La fotografía era siempre la misma, la única, un hombre con la cabeza afeitada y la mirada ausente; aunque los periódicos ofrecían una reproducción más detallada a pesar de la evidente falta de calidad de la imagen. En ella se intuían unos ojos grandes sobre pómulos altos, cejas casi transparentes, labios finos y orejas mínimas. Imaginaciones, supongo; cualquiera podría sostener lo contrario respecto de aquel retrato borroso y oscuro. Entraba cada día en la galería de Juan Elejalde y preguntaba si había regresado de su viaje. Dejé el número de teléfono del hotel y el de mi casa de Londres. Llamó él. Yo esperaba una invitación cortés a emprender el viaje de regreso a mi país y me encontré, en cambio, con una propuesta inesperada. Elejalde tenía los ojos enrojecidos y la voz ronca. No se anduvo por las ramas. Mario estaba en casa de su madre y, en efecto, estaba muy enfermo. Yo iba a ir, sabía quién era, y me iba a hacer pasar por periodista. Elejalde me explicó mi trabajo: leer, leer en voz alta, sencillo, tan sencillo como tomar un libro y leer. Me dijo que ésta era una especie de necesidad vital de Mario, que era muy difícil de explicar, que buscaba a alguien especial para este cometido y que el hecho de que yo fuera la hija de Claudio había jugado a mi favor. El cuento del periodismo se le ocurrió, dijo, para explicar mi aparición repentina en esta historia. Le he contado que llevas meses dándome la paliza para que acceda a concederte una entrevista (hubiera sido la primera) y a final dijo que le parece bien si lees para él y no publicas nada mientras viva; siempre bajo mi supervisión, por supuesto.
Me ha costado mucho convencer a Elejalde para que estas páginas puedan ver la luz. La muerte de Mario fue sólo el preludio de otra tragedia porque unas semanas después le siguió su madre. Su desaparición, sin embargo, ha hecho posible que estas páginas puedan ser publicadas ahora. Si viviera (en ellas se explica por qué) habrían de permanecer archivadas. Me ha costado mucho que Elejalde crea mi versión de los hechos y que dé por cierta la posibilidad de que Mario, antes de morir, me permitiera quedarme con sus escritos.

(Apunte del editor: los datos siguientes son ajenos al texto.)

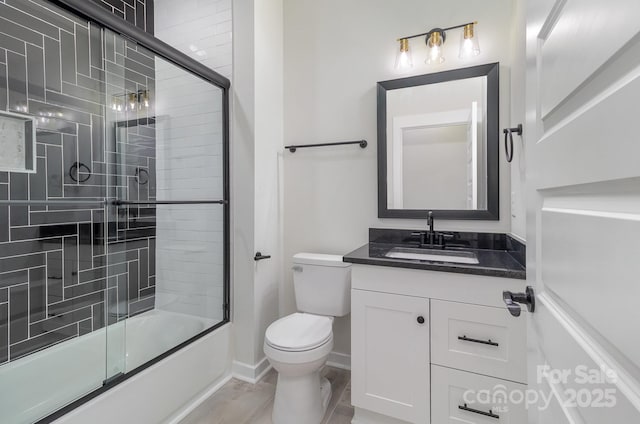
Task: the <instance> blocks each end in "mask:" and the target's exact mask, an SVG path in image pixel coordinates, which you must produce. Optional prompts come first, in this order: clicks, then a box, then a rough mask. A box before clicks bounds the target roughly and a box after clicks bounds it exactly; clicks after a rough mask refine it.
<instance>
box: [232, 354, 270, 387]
mask: <svg viewBox="0 0 640 424" xmlns="http://www.w3.org/2000/svg"><path fill="white" fill-rule="evenodd" d="M269 370H271V364H270V363H269V360H268V359H267V357H266V356H265V357H264V358H262V360H261V361H260V362H258V363H257V364H256V365H249V364H245V363H244V362H238V361H233V364H232V365H231V373H232V375H233V378H237V379H238V380H241V381H246V382H247V383H251V384H256V383H257V382H258V381H260V380H262V378H263V377H264V376H265V375H266V374H267V373H268V372H269Z"/></svg>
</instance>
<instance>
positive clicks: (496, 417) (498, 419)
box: [458, 403, 500, 420]
mask: <svg viewBox="0 0 640 424" xmlns="http://www.w3.org/2000/svg"><path fill="white" fill-rule="evenodd" d="M458 409H462V410H463V411H467V412H473V413H474V414H479V415H484V416H485V417H491V418H495V419H496V420H499V419H500V415H497V414H494V413H493V412H492V411H491V410H489V412H485V411H480V410H479V409H474V408H469V407H468V406H467V404H466V403H465V404H464V405H458Z"/></svg>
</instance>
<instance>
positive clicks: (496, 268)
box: [343, 229, 526, 280]
mask: <svg viewBox="0 0 640 424" xmlns="http://www.w3.org/2000/svg"><path fill="white" fill-rule="evenodd" d="M371 230H373V231H374V233H375V232H376V231H377V232H378V233H379V232H380V231H388V230H375V229H371ZM371 230H370V239H374V240H380V239H381V238H383V239H385V240H383V241H389V240H388V239H389V237H388V235H387V236H386V237H375V236H376V235H379V234H378V233H375V234H373V235H374V237H371V235H372V231H371ZM456 234H464V233H456ZM468 234H470V233H466V234H464V235H468ZM474 234H476V235H477V234H481V235H482V236H486V235H488V234H483V233H474ZM500 236H503V237H504V236H505V235H500ZM506 237H508V236H506ZM393 238H397V237H395V236H394V237H393ZM462 238H464V237H462ZM481 238H482V237H481ZM484 238H486V237H484ZM477 239H478V237H475V240H477ZM399 241H401V240H394V242H393V243H389V242H386V243H385V242H382V243H380V242H375V241H372V242H369V243H367V244H365V245H364V246H362V247H360V248H358V249H356V250H354V251H353V252H351V253H348V254H346V255H344V258H343V261H344V262H350V263H354V264H362V265H377V266H389V267H397V268H411V269H424V270H429V271H442V272H455V273H460V274H473V275H485V276H491V277H502V278H515V279H520V280H524V279H526V267H525V266H524V264H523V263H522V259H523V258H522V256H523V255H522V249H524V246H523V245H521V244H520V245H521V246H516V248H515V249H514V248H513V247H512V242H513V241H512V240H507V242H506V243H503V244H504V246H503V245H502V244H501V243H496V242H495V241H493V240H492V242H491V243H490V245H488V246H487V245H486V243H469V245H468V246H465V247H464V248H462V247H459V246H456V245H453V246H451V247H447V248H446V250H451V251H455V250H463V251H468V252H474V253H475V254H476V256H477V258H478V261H479V264H477V265H470V264H457V263H451V262H436V261H426V260H412V259H395V258H393V259H392V258H387V257H385V256H384V255H385V254H386V253H387V252H388V251H389V250H390V249H392V248H393V247H398V246H402V247H417V246H416V245H415V243H411V242H407V240H402V241H404V242H403V243H399ZM516 244H519V243H516Z"/></svg>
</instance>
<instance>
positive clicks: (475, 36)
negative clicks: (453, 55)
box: [458, 24, 480, 60]
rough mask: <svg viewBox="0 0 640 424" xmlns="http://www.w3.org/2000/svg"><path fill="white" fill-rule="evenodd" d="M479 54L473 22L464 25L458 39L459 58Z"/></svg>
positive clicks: (474, 25)
mask: <svg viewBox="0 0 640 424" xmlns="http://www.w3.org/2000/svg"><path fill="white" fill-rule="evenodd" d="M479 54H480V43H479V42H478V34H477V33H476V31H475V24H468V25H465V27H464V30H463V31H462V38H461V39H460V55H459V56H458V57H460V59H463V60H464V59H471V58H473V57H474V56H478V55H479Z"/></svg>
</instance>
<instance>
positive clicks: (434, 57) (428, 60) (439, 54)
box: [425, 29, 446, 65]
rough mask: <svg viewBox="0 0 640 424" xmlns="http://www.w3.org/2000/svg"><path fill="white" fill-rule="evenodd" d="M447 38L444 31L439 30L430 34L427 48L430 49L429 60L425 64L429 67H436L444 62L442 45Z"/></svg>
mask: <svg viewBox="0 0 640 424" xmlns="http://www.w3.org/2000/svg"><path fill="white" fill-rule="evenodd" d="M445 38H446V36H445V35H444V31H441V30H439V29H435V30H433V31H432V32H431V34H429V37H428V38H427V47H428V48H429V53H428V54H427V60H425V63H426V64H427V65H434V64H438V63H442V62H444V56H443V55H442V45H443V44H444V40H445Z"/></svg>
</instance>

Esto que van a leer no es fácil, son las últimas palabras de un hombre extraño y también, paradójicamente, también son las primeras. Las he ordenado (los folios no tienen numeración y en muchos de ellos el contenido se reduce a breves frases) intentando dotarlas de una secuencia lógica. También he intercalado transcripciones literales de los breves intentos de entrevista que realicé para justificar mi engaño. Temo que son torpes en exceso, estúpidas, fragmentos de conversaciones rotos por la situación límite del enfermo, pero valiosos por tratarse de una de las pocas ocasiones en que Mario intentó expresarse como cualquier otro ser humano. No se daba cuenta e intentaba vivir, sin saber cómo. Nadie entendió este último gesto de valor. Yo tampoco, que no supe decirle la verdad ni ofrecerle mi corazón.